He lost his paddle, but managed to retain a grip on the canoe, and swimming in a sort of daze, he finally dragged himself and it ashore. There, utterly done up, he flung himself face downward on the sand and lay for he knew not how long, drawing in the air in long, gasping gulps.
At length, still panting, he raised his head and slowly gained his feet. The surface of the bay was torn into a sea of angry, tossing whitecaps. The wind shrieked past him, driving gusts of fine spray into his face. Darkness was falling fast, relieved now and again by a vivid flash of lightning.
Uncertain whether the men would venture across in the teeth of the storm, Steve felt that if they did make the attempt they might appear at any moment. So he made haste to drag the canoe back of a mass of beach grass.

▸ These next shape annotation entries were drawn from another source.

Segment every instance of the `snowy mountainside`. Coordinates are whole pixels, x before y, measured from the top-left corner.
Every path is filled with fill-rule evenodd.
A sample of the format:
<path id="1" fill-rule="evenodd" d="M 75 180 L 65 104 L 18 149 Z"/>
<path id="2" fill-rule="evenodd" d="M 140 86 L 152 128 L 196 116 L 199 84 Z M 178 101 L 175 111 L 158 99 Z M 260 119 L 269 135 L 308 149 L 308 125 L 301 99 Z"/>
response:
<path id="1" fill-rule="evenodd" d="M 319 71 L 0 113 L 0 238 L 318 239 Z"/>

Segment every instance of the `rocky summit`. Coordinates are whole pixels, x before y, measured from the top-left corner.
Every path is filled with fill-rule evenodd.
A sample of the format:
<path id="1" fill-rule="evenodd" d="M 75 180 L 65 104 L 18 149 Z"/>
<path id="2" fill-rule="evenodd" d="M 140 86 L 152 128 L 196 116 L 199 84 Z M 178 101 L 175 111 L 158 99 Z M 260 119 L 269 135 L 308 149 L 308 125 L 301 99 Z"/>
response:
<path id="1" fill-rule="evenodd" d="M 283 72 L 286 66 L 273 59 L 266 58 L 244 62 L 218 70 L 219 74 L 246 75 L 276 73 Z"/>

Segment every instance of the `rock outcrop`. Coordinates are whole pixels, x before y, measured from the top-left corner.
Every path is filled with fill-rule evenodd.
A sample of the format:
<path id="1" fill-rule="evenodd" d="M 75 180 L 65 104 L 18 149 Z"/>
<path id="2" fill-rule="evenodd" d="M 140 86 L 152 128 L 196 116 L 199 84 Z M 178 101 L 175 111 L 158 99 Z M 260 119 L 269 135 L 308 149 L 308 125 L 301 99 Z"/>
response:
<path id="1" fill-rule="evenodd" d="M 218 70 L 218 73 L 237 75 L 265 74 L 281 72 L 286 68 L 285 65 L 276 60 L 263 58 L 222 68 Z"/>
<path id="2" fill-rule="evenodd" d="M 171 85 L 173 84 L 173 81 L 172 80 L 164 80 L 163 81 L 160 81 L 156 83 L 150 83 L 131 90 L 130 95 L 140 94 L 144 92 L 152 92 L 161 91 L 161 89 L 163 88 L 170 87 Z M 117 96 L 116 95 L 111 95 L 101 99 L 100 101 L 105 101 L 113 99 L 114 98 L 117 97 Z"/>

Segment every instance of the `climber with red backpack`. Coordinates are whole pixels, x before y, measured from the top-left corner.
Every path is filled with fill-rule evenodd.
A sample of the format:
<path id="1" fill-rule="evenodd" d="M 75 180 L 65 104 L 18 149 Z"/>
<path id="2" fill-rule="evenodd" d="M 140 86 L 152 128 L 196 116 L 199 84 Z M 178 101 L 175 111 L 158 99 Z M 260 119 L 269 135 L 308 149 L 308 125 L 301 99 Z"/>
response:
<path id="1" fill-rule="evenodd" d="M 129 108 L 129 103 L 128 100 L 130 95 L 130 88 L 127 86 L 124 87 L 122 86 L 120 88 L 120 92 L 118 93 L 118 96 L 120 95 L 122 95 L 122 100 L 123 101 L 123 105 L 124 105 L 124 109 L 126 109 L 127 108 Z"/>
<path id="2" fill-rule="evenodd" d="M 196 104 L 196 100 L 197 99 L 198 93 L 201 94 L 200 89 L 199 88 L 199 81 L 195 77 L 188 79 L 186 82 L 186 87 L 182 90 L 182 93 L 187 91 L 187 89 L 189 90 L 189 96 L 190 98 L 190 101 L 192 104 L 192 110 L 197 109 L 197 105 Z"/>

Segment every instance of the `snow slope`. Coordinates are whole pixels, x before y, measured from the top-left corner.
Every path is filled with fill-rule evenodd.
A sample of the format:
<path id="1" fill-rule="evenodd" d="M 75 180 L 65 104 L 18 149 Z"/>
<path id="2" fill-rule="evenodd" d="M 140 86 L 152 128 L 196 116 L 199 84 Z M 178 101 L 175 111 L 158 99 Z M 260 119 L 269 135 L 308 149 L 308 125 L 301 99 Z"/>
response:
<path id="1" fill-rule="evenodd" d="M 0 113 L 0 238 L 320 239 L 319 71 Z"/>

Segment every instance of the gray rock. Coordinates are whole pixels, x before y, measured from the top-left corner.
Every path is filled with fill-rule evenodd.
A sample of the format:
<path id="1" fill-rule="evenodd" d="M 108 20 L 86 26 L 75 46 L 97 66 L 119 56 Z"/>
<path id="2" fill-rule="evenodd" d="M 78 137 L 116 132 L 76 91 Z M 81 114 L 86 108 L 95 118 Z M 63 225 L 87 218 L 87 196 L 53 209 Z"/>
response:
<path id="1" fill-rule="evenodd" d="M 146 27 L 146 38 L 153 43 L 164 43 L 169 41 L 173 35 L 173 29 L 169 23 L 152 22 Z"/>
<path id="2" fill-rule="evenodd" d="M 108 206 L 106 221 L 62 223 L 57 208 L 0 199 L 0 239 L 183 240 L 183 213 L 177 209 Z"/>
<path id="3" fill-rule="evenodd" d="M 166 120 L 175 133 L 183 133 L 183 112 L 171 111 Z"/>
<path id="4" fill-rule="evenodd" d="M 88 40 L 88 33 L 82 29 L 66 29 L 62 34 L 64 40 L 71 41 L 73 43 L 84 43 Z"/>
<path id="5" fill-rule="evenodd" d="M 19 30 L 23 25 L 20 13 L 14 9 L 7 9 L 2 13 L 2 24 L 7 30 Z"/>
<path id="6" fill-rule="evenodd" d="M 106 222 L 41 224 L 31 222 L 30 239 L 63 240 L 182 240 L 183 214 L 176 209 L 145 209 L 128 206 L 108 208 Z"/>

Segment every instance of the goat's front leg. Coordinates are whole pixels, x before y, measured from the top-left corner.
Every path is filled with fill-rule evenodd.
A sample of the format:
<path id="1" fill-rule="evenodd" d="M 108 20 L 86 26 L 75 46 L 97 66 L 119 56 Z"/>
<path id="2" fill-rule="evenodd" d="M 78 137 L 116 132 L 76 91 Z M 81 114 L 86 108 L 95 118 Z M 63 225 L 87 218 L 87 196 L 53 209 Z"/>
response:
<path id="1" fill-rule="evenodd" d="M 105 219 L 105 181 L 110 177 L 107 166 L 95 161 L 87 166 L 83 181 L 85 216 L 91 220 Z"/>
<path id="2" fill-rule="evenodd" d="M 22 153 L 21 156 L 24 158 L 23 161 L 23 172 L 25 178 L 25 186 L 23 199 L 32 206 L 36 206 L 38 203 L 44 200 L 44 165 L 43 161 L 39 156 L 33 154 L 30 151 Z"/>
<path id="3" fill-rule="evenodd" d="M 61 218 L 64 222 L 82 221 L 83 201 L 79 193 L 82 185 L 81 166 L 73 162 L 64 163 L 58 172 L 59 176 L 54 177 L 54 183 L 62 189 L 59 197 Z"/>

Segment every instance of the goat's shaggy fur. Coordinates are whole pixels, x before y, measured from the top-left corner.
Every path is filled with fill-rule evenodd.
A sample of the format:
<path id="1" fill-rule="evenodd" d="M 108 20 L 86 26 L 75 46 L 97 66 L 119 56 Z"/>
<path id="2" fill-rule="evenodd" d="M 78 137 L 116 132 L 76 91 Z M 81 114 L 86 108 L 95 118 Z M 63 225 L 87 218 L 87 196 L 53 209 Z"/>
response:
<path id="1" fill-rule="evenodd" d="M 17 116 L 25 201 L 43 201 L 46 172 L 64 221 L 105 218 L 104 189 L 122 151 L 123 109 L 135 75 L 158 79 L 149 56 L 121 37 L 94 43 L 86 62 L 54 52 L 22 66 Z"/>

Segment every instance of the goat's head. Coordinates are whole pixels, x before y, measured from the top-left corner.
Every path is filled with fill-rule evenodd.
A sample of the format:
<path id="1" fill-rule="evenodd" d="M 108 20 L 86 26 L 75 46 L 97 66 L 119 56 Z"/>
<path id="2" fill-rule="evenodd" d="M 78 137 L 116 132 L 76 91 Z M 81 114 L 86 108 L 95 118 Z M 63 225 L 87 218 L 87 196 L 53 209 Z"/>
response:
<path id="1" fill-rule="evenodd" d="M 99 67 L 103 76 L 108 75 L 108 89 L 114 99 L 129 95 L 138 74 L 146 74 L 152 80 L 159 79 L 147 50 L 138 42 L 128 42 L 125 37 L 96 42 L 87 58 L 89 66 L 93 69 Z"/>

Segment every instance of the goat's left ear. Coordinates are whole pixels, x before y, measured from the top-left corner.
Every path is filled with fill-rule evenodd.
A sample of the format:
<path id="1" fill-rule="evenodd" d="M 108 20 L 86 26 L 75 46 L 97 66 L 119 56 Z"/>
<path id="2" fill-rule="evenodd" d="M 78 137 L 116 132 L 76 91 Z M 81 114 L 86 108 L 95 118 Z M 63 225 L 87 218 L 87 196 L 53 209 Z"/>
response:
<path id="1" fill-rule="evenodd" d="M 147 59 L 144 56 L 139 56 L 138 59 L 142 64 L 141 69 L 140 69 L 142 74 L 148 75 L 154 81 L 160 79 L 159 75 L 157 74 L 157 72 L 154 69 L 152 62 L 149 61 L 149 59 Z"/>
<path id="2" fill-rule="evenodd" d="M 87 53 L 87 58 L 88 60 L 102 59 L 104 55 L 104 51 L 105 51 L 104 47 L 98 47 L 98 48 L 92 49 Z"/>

It was as well he did. Scarcely had he flung himself down beside the upturned keel and hunched his shoulders against the driving rain which had begun to pelt him, when out of the curtain of mist and shadow the dory flashed suddenly into his startled consciousness. He heard nothing of the engine; the shrieking of the wind and the first rattle of thunder drowned every sound. He simply saw, by the aid of the lightning and his straining vision, the bow of the dory, billows of foam spreading out on either side, cleaving the waves not fifty feet from shore. In another moment he heard the crunch and grating of the boat beaching, followed by a confused mingling of voices.
It was not yet absolutely dark and by this time his eyes were accustomed to the scene. Presently he could make out a number of shadowy figures bunched together and bending over. They were dragging the dory up the beach; he could tell that by their strained attitudes and their slow approach. Nearer they came to the screen of grass and nearer still, for not so much by chance as from the extreme narrowness of the point, they had landed at almost the same spot as Steve. Now he could make out the party quite clearly, black silhouettes against the grayish black of the sea behind them.
They had halted now, not half a dozen feet from his hiding place, and were bending over the dory taking out the tins. Their backs were toward him, but as Steve lay there blinded by the flashes of lightning and deafened by the rolls of thunder, he felt, somehow, that on the contents of those tins hung the solution of his mystery. If he could only find out that, and the identity of the man who had drawn him hither, he would know something of where he stood.
Though he could distinguish nothing save their outlines, his eyes had not left the four men for an instant. He even raised himself a little and parted the screen of beach grass in an effort to keep track of their movements. Presently he saw that they had straightened up. Apparently they had removed all the tins, and he wondered eagerly what would be the next step. Then, of a sudden, as they stood there, another jagged fork of light flashed through the dark storm clouds, and Steve caught his breath and narrowly escaped crying out in sheer amazement.
The blinding glare showed him two of the men erect and partly facing him; but it did more than that. It awakened memory at last. And as the blackness settled down again, thick and stifling, the rain, the wind, the whole wild, storm-swept strip of coast vanished. The darkness remained, but it was the tempered darkness of a street in Washington the night of that thrilling day over a year ago—the day after the declaration of war. Back of some iron palings loomed the outlines of the German embassy. Beside the curb stood a limousine from which two men had just alighted. As Steve, hurrying home from a belated engagement, came opposite them, their faces were illumined brilliantly for a moment by the glare of a passing headlight. One of those men was the German Ambassador himself. The other—
No wonder Steve Haddon had almost betrayed himself at what that lightning flash revealed. No wonder he asked himself breathlessly, excitedly, what sinister business could have brought that other—here.